メール中の「Review Approval」のリンクを押すと、Pipelinesのページが出てくるので、問題なければApprove(承認)してあげます。
承認するとジョブが動き始めます。良かったですね。
その他
ステージの最初にapprovalを求められる?
environmentsの設定はジョブ単位で出来ますが、試した感じでは、ステージ単位で見ているような気がします。(dependsOnのせい?)
というのも、最初は1つのステージでまとめて、job-1でビルドとテストを行い、job-2にデプロイという流れを考えていましたが、job-2の前に承認を入れようとしましたが、job-1を実行する前に承認を要求されました。(それならstageに設定するオプションにしてほしい)

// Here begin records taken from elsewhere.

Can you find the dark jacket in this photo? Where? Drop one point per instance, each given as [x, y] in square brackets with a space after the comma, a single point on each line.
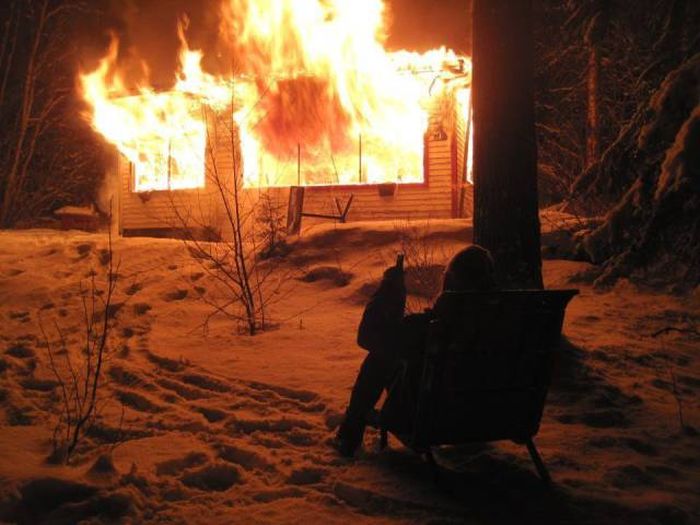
[385, 330]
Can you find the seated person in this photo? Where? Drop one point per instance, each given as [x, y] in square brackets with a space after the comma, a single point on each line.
[391, 338]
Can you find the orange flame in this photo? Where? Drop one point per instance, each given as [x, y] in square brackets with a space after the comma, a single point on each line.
[312, 84]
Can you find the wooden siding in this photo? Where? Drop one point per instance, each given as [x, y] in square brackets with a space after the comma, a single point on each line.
[440, 196]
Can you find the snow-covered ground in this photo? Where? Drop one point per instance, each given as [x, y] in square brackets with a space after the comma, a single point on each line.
[220, 427]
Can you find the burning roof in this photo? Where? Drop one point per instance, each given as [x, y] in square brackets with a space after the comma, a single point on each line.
[311, 84]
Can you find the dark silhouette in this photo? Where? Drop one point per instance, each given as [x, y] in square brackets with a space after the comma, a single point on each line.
[395, 342]
[506, 219]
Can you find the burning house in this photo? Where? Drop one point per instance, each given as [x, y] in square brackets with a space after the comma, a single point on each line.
[316, 113]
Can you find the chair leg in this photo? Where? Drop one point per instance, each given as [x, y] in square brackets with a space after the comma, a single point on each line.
[434, 467]
[537, 460]
[383, 439]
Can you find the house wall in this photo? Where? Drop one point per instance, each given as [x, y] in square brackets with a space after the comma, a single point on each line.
[440, 196]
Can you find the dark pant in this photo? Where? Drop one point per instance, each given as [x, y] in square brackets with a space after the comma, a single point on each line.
[374, 375]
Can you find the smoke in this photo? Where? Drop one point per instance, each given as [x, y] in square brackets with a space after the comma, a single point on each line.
[148, 34]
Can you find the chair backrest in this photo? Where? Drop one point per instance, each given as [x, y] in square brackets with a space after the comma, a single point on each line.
[488, 365]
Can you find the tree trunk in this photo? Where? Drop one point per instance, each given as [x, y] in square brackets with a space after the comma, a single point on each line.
[593, 37]
[506, 219]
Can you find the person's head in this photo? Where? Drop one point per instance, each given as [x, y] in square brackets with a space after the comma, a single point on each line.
[470, 270]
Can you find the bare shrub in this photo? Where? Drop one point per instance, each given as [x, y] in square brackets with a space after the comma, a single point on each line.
[423, 263]
[80, 377]
[246, 233]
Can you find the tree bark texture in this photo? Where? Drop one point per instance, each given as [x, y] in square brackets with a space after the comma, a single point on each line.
[506, 219]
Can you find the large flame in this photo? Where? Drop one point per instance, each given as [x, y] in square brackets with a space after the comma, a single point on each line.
[315, 97]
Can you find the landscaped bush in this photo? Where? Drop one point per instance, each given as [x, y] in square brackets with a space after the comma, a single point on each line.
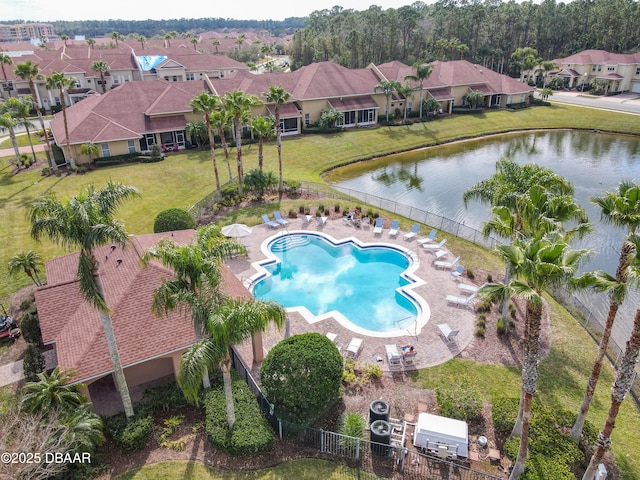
[173, 219]
[459, 398]
[251, 433]
[302, 376]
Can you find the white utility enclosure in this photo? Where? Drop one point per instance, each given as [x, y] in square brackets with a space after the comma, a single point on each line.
[434, 432]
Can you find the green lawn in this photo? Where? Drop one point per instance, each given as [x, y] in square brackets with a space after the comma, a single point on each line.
[183, 179]
[306, 469]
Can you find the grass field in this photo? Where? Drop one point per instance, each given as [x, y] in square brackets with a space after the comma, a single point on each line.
[182, 179]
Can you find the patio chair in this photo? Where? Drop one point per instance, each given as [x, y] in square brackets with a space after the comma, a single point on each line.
[393, 356]
[447, 265]
[269, 222]
[279, 218]
[447, 333]
[429, 239]
[414, 231]
[435, 246]
[395, 226]
[378, 226]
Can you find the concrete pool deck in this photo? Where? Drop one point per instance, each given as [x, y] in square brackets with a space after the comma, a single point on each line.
[432, 349]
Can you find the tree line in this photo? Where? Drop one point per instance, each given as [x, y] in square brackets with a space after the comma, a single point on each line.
[483, 32]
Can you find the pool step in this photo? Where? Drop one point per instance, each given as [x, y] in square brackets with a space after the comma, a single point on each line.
[289, 242]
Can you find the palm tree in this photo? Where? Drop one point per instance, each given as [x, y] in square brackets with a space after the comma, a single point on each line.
[28, 262]
[536, 263]
[52, 391]
[262, 127]
[28, 71]
[89, 148]
[86, 221]
[278, 96]
[620, 208]
[239, 105]
[101, 67]
[5, 60]
[206, 103]
[387, 87]
[58, 81]
[232, 322]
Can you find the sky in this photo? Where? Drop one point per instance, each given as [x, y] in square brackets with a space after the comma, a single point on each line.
[51, 10]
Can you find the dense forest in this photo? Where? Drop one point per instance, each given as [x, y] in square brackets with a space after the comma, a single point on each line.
[151, 28]
[486, 32]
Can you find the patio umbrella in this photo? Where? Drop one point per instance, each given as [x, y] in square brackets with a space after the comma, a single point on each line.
[236, 230]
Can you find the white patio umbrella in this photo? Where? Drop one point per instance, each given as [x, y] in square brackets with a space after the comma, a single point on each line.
[236, 230]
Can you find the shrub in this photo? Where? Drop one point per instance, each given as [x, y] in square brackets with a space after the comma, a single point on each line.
[30, 326]
[33, 363]
[459, 398]
[173, 219]
[302, 376]
[251, 433]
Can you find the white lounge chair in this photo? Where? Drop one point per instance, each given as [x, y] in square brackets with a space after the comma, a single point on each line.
[435, 246]
[354, 347]
[429, 239]
[279, 218]
[445, 265]
[269, 222]
[393, 356]
[447, 333]
[378, 227]
[461, 300]
[395, 225]
[414, 231]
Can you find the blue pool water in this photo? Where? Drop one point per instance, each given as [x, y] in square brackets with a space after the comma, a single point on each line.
[360, 283]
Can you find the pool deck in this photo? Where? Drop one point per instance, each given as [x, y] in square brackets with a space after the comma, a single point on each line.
[431, 347]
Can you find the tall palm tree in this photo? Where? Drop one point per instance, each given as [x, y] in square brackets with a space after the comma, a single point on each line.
[387, 87]
[239, 105]
[52, 391]
[422, 73]
[206, 104]
[28, 262]
[262, 127]
[57, 80]
[86, 222]
[620, 208]
[5, 60]
[278, 96]
[536, 263]
[622, 384]
[219, 122]
[101, 67]
[232, 322]
[29, 71]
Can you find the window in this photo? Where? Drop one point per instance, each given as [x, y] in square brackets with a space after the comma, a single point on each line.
[105, 149]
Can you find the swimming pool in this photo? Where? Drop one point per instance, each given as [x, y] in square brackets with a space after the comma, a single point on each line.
[367, 288]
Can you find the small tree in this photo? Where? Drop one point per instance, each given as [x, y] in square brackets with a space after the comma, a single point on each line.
[302, 376]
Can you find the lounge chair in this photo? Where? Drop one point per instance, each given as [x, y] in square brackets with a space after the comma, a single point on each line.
[279, 218]
[378, 226]
[414, 231]
[445, 265]
[447, 333]
[395, 226]
[269, 222]
[461, 300]
[393, 356]
[429, 239]
[354, 347]
[435, 246]
[457, 273]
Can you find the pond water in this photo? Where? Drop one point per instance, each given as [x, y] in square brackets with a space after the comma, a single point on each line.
[434, 179]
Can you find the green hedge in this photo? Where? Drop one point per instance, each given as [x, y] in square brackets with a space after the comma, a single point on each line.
[251, 433]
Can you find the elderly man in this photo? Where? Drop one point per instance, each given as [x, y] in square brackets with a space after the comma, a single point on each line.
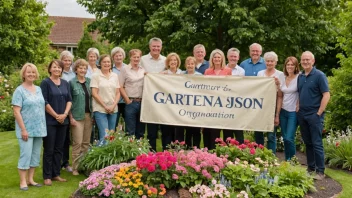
[199, 53]
[154, 62]
[233, 55]
[252, 66]
[314, 95]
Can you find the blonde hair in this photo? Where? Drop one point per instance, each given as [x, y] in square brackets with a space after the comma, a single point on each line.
[168, 59]
[217, 51]
[66, 53]
[24, 68]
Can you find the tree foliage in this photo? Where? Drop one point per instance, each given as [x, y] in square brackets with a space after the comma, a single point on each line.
[286, 27]
[340, 106]
[24, 31]
[87, 42]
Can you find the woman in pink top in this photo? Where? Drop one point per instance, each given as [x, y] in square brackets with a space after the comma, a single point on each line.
[217, 67]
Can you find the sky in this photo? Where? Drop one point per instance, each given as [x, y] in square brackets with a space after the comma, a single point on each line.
[66, 8]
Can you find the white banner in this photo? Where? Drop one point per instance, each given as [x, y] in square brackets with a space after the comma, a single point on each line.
[222, 102]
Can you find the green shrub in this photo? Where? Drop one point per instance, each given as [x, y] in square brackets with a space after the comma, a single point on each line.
[121, 148]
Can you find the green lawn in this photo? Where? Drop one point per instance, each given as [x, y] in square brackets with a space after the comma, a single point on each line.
[9, 185]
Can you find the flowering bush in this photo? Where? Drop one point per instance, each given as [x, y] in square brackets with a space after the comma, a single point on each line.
[197, 167]
[213, 190]
[338, 149]
[157, 168]
[120, 148]
[247, 151]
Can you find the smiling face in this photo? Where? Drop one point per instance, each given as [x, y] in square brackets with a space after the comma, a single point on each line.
[105, 64]
[190, 66]
[233, 57]
[92, 58]
[30, 74]
[255, 52]
[270, 63]
[118, 58]
[55, 70]
[81, 70]
[307, 61]
[199, 54]
[67, 62]
[155, 48]
[173, 63]
[217, 60]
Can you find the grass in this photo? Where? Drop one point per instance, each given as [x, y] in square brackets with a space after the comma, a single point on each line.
[9, 185]
[345, 179]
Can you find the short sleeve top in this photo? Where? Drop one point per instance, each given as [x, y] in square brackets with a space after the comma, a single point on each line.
[32, 111]
[107, 87]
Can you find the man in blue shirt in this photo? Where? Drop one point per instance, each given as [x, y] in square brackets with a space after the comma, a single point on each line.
[314, 95]
[199, 53]
[251, 67]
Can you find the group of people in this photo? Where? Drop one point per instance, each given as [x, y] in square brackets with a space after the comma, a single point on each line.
[105, 88]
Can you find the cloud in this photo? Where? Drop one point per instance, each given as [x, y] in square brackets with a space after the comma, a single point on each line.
[66, 8]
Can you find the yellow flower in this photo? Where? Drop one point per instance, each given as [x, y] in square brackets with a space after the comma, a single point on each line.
[140, 192]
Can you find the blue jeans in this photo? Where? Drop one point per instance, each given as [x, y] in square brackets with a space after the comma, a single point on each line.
[132, 119]
[272, 140]
[104, 122]
[288, 125]
[311, 130]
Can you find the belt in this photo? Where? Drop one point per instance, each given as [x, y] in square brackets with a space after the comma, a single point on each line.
[136, 99]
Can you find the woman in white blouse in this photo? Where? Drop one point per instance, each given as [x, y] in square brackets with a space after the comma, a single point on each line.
[289, 106]
[271, 59]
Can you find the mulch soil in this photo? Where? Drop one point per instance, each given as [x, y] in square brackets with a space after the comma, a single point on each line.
[326, 188]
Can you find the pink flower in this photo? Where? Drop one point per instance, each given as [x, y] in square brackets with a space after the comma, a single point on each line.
[174, 176]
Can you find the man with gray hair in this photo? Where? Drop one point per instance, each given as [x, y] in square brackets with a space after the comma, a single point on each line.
[314, 95]
[154, 62]
[252, 66]
[199, 53]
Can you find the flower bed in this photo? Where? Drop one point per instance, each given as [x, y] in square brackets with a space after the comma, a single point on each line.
[232, 170]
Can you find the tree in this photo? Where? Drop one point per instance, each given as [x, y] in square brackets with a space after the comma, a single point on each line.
[286, 27]
[340, 106]
[24, 31]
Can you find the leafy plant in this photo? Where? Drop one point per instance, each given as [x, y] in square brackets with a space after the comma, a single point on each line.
[121, 148]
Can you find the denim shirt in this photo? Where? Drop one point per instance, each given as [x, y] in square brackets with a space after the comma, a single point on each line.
[78, 98]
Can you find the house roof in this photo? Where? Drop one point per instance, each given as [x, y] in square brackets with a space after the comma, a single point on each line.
[68, 30]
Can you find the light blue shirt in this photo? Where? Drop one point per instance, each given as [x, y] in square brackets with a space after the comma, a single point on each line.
[252, 69]
[32, 111]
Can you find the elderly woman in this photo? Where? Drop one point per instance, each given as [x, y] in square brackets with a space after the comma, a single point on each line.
[80, 116]
[131, 81]
[29, 111]
[289, 105]
[57, 96]
[67, 58]
[118, 55]
[193, 134]
[172, 64]
[92, 57]
[271, 59]
[217, 67]
[170, 132]
[106, 94]
[67, 74]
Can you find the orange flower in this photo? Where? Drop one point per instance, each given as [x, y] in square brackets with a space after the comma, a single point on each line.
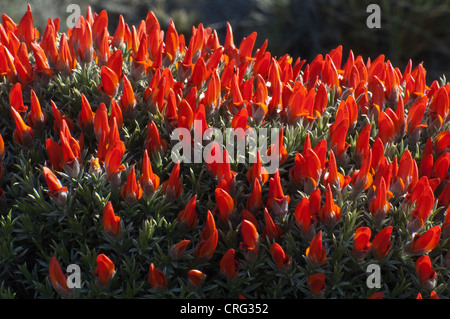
[26, 32]
[303, 217]
[153, 142]
[362, 179]
[148, 180]
[113, 158]
[16, 99]
[271, 230]
[316, 253]
[414, 119]
[2, 149]
[206, 247]
[361, 244]
[250, 240]
[23, 134]
[426, 273]
[225, 204]
[178, 249]
[59, 118]
[281, 259]
[330, 213]
[229, 266]
[257, 171]
[333, 177]
[381, 244]
[57, 278]
[81, 41]
[316, 283]
[210, 226]
[56, 191]
[71, 151]
[173, 187]
[111, 222]
[424, 207]
[109, 81]
[55, 154]
[376, 295]
[362, 143]
[338, 134]
[254, 201]
[379, 206]
[66, 62]
[127, 99]
[36, 119]
[187, 218]
[276, 200]
[156, 278]
[196, 278]
[86, 116]
[425, 242]
[279, 149]
[101, 124]
[131, 191]
[104, 271]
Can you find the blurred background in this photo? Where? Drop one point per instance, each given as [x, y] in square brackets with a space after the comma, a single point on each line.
[417, 30]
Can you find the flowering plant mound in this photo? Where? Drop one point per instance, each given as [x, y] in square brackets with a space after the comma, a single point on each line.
[88, 178]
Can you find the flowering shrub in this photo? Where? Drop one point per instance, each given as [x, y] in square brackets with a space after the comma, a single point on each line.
[88, 178]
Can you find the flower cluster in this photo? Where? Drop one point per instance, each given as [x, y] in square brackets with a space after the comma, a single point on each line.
[86, 123]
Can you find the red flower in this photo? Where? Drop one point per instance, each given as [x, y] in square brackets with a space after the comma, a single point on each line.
[330, 213]
[86, 116]
[379, 206]
[279, 149]
[36, 119]
[111, 222]
[362, 178]
[426, 273]
[254, 201]
[250, 240]
[276, 200]
[271, 230]
[153, 142]
[56, 191]
[381, 244]
[127, 99]
[156, 278]
[187, 218]
[104, 271]
[131, 191]
[361, 244]
[172, 188]
[101, 124]
[424, 207]
[23, 134]
[57, 278]
[178, 249]
[316, 253]
[281, 259]
[196, 278]
[210, 226]
[206, 247]
[229, 265]
[333, 177]
[425, 242]
[148, 180]
[225, 204]
[110, 82]
[257, 171]
[316, 283]
[113, 159]
[303, 217]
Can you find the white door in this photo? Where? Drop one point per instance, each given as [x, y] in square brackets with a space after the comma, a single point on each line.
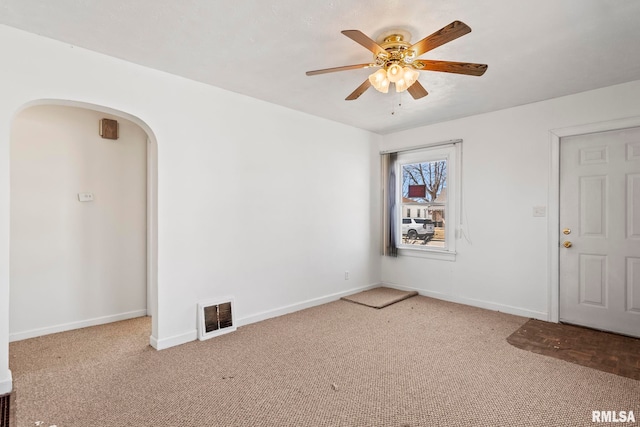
[600, 221]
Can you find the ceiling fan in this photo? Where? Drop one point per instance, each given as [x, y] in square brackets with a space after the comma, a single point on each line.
[399, 63]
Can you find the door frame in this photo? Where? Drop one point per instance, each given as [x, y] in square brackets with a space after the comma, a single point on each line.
[556, 136]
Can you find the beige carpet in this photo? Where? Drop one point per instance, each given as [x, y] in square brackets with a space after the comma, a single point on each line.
[420, 362]
[380, 297]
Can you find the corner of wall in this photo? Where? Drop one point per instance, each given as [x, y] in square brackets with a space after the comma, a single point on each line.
[6, 384]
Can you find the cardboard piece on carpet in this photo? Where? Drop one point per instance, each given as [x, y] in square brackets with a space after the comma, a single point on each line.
[379, 297]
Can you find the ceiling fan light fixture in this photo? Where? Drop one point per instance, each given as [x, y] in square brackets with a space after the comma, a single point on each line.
[380, 81]
[394, 72]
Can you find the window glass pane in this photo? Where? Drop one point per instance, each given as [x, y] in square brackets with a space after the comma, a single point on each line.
[424, 193]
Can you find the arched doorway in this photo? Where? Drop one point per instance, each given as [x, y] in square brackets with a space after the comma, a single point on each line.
[83, 228]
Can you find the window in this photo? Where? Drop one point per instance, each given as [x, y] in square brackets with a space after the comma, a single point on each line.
[424, 182]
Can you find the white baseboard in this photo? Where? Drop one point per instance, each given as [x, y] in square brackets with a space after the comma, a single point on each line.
[517, 311]
[164, 343]
[17, 336]
[301, 305]
[6, 385]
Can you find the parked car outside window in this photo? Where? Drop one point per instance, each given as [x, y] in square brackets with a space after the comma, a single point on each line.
[418, 228]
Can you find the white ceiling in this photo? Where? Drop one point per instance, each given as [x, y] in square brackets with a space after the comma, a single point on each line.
[535, 50]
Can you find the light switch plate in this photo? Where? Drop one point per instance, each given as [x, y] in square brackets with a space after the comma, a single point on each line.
[85, 197]
[539, 211]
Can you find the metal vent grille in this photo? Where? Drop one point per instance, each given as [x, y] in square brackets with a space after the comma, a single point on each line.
[5, 410]
[215, 318]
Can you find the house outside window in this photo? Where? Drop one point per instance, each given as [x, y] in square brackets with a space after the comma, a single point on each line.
[427, 189]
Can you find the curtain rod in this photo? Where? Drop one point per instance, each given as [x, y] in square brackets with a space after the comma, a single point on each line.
[418, 147]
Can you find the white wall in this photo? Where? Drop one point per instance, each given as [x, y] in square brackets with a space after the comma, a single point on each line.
[75, 264]
[505, 263]
[220, 155]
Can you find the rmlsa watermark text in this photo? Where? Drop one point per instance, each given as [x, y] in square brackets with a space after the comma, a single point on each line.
[613, 417]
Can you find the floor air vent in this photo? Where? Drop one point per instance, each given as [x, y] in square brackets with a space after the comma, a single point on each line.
[215, 318]
[5, 410]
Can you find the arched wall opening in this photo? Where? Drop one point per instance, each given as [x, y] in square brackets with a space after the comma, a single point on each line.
[105, 268]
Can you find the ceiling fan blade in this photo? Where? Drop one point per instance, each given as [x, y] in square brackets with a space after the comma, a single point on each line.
[361, 38]
[444, 35]
[417, 90]
[450, 67]
[359, 91]
[334, 69]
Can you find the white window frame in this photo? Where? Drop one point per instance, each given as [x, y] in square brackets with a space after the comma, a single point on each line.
[452, 153]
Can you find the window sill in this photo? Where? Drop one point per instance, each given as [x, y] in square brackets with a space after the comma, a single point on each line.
[427, 253]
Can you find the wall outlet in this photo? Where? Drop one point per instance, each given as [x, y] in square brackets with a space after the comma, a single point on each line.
[85, 197]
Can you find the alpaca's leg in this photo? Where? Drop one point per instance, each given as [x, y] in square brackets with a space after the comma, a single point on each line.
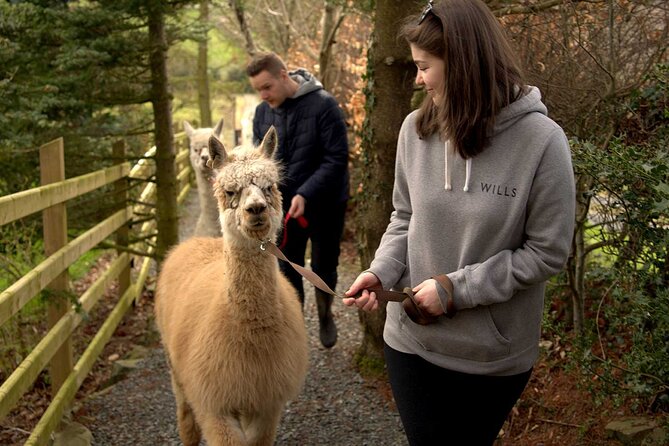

YAMLの設定は以下でした。1ステージに1ジョブ1デプロイメントジョブを書いています。
stages:
- stage: Build_And_Test
jobs:
- job: Build_Functions
# ...省略
- deployment: deployment # デプロイメントジョブを同ステージに並べている
dependsOn: Build_Functions
condition: and(succeeded(), eq(variables['Build.SourceBranch'], 'refs/heads/master'))
environment: staging # ここをEnvironmentsの設定に合わせる
strategy:
# 省略
このYAMLで実行し、最初に承認を要求されたのでRejectした時の画面ですが、deploymentジョブに依存しているBuild_Functionsジョブが実行されていません。
Build_Functionsジョブが実行された後のdeploymentジョブで承認されることを期待していましたが・・・
この辺りの挙動はドキュメントに書いてありそうですが、ぱっとすぐ見つけられなかったので「とりあえずステージを分けましょう」という気持ちになりました。